Luckily, Fredrickson just can't seem to "Make It Stop"
A country twang, a classic British Invasion-style pop structure, an almost new wave guitar-chug chorus. Who can put all that together and make it sound easy?
That would be veteran Milwaukee musician Mike Fredrickson, who after his tenure with the storied Mosleys, played bass with Robbie Fulks and Paul Cebar – two gigs he still does with frequency – maintained a weekly residency as a singer and guitarist at Linneman's Riverwest Inn.
Fredrickson has just issued his 13th CD – the 13-song "Make It Stop" – but because Fredrickson's songwriting well is so deep that number 14 is already being manufactured and he's got enough songs to crack open a 15th.
In the meantime, "Make It Stop" will do just fine, with its unadorned mix of rock and roll, country and folk. Fredrickson isn't working on the fringes of styles, but, rather, absorbs styles into music that feels comfortable, familiar, but with a twist.
The uptempo acoustic "Dirty Girl" has a folk-y intro, "Kinda Crazy" is a power pop gem, "Hold Me Close" has a western swing vibe and I'm not even sure how to describe "Earn Your Love."
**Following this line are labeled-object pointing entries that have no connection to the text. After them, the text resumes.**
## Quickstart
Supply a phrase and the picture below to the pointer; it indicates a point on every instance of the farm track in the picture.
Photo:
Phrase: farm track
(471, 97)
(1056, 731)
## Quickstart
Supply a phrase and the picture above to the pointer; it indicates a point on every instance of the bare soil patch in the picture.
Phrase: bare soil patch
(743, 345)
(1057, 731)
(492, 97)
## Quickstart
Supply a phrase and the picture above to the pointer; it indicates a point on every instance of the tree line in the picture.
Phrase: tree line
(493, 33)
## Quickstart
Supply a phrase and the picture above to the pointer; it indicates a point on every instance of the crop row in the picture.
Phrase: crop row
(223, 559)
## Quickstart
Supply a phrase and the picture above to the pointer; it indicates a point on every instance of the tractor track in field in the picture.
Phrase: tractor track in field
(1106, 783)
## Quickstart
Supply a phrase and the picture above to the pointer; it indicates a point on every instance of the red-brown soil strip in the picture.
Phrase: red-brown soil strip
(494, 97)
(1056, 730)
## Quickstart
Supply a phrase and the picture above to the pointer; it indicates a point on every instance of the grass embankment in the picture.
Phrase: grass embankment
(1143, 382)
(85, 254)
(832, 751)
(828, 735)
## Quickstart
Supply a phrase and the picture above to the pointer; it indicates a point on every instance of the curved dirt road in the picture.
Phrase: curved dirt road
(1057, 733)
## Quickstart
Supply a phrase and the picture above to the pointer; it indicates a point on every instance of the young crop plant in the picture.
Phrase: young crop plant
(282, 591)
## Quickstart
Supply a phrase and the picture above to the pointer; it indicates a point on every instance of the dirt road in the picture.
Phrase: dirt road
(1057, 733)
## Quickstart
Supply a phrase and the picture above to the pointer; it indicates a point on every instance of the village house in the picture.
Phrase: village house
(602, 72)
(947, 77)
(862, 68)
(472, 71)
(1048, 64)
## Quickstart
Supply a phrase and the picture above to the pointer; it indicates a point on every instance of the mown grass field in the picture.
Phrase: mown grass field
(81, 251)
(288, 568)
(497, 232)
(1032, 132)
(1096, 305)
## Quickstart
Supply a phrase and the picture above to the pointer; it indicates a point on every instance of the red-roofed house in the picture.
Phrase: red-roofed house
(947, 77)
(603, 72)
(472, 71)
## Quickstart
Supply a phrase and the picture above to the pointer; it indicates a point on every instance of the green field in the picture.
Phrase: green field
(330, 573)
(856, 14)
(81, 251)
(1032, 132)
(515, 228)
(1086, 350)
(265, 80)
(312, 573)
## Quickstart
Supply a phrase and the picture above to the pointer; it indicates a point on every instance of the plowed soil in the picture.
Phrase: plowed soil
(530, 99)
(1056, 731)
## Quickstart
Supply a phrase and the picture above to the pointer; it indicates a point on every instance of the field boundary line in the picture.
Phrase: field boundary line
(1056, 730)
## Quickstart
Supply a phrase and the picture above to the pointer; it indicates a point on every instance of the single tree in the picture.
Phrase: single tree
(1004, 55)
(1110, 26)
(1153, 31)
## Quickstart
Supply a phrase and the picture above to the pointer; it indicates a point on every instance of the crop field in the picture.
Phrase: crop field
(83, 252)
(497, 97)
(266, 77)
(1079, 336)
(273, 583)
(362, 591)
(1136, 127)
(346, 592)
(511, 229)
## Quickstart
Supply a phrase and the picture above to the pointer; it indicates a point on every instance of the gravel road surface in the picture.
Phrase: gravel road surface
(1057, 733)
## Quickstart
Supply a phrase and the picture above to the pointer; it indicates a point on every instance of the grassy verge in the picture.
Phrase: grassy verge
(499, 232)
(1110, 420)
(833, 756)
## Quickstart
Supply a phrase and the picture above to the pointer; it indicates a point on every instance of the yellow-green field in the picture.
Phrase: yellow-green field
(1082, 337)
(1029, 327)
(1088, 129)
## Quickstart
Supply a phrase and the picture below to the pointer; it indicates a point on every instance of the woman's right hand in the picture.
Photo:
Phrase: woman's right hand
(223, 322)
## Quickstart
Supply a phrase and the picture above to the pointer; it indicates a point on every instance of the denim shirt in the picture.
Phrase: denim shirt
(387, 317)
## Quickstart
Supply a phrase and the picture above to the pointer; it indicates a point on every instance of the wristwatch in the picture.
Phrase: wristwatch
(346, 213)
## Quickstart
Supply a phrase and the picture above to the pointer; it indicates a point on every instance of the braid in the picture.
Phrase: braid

We asked Fredrickson about making "Make It Stop" and about the progress on its already numerous follow-ups...
OnMilwaukee.com: Let's get some background out of the way. What was your most recent CD before "Make It Stop"?
Mike Fredrickson: My most recent CD before "Make it Stop" was "Souvenirs," which I made in 2010 in John's (Sieger) basement, with Reggie Bordeaux on drums, and me and John doing the rest.
OMC: And who are you performing with these days? Are you still working with Paul?
MF: I'm still playing solo at Linneman's on the second Tuesday of each month, I'm still playing bass with Paul Cebar, and I still do the occasional Robbie Fulks gig when he needs his "rock" outfit.
OMC: Tell me a bit about making the new disc. Did it start out casually or were you planning on making a CD from the start?
MF: For the "Make It Stop" CD it was a continuation of where me and John had left off with "Souvenirs." I had a different bunch of songs and I really like recording in John's basement so we did another one. So, to answer your question, yes I wanted it to be a CD from the start.
OMC: You've got a nice cast of local all-stars backing you up. Did you have them in a room together or did folks kinda come in and do their parts one at a time over time?
MF: They came in as they were available. There are four different drummers on this one and Jason Klagstad as well as me and John on guitars, so it was a project that took the better part of a winter to complete. Sometimes, me and John were playing at the same time, but mostly it was me and (drummer) John Carr getting the bed tracks down first and then building it up from there. Bob Schneider added his drum parts to the end of a few of them, so we did it backwards, too!
OMC: Do you write a song and arrangement to completion and then record it or do you start with a more basic design and let it go where it goes with the other musicians in the studio?
MF: I usually have the song written first before I record it. John comes up with arrangement ideas that are invaluable and they usually find their way into the song, but a band doesn't sit around and "jam" on an idea until a song is born. I think that's moronic.
It's true that every player adds his own take on how his or her parts are sounding to them and I usually let them have a go at it, but I still have veto power throughout. With players that are this good, they usually have too many ideas to add so I'm more of an editor after the fact.
OMC: I know that you are an accomplished painter, too. Do you see parallels in the way you create music and the way you make visual art?
MF: Apples and oranges. They are both attempts at creating an alternate reality, but one is a team sport and the other is a long hard solo slog. And there's no applause at the end of a painting!
OMC: Do those media inform each other in some way, too, or are they distinct?
MF: Yes, I think dance, film, painting, music, comedy, theater, TV, print, is all swirling around in one big circus and we have to be able to pick what's going to influence our creative decisions and what we're going to ignore.
What really happens is when I'm in the back of a van on the road playing music all I think about is painting and wishing I could be home painting. And when I'm painting, songs keep bugging me and popping into my head and I keep wishing someone in this fricking town would let me play my own music in a band setting again.
So they act like two spoiled children that are jealous of each other and they never give me a moments peace. That's how they "inform" each other.
OMC: What's your plan for the disc? Will you play gigs to promote it actively?
MF: My plans for the disc are to sell it to as many people as possible. Without a band I'm kind of stuck as far as playing goes, but I do play these songs in my solo show and if anybody out there is interested in starting a band, I'm all ears.
OMC: Do you have a bag full of new songs already, since you finished this one, I mean?
MF: Yes, I've got about 12 songs ready to record. I just need to come up with the money to do it. Also, I'm releasing a compilation CD next month of songs from all 13 of my CDs, from The Mosleys through "Make It Stop." It has 24 tracks on it and is going to be called "MF Shuffle."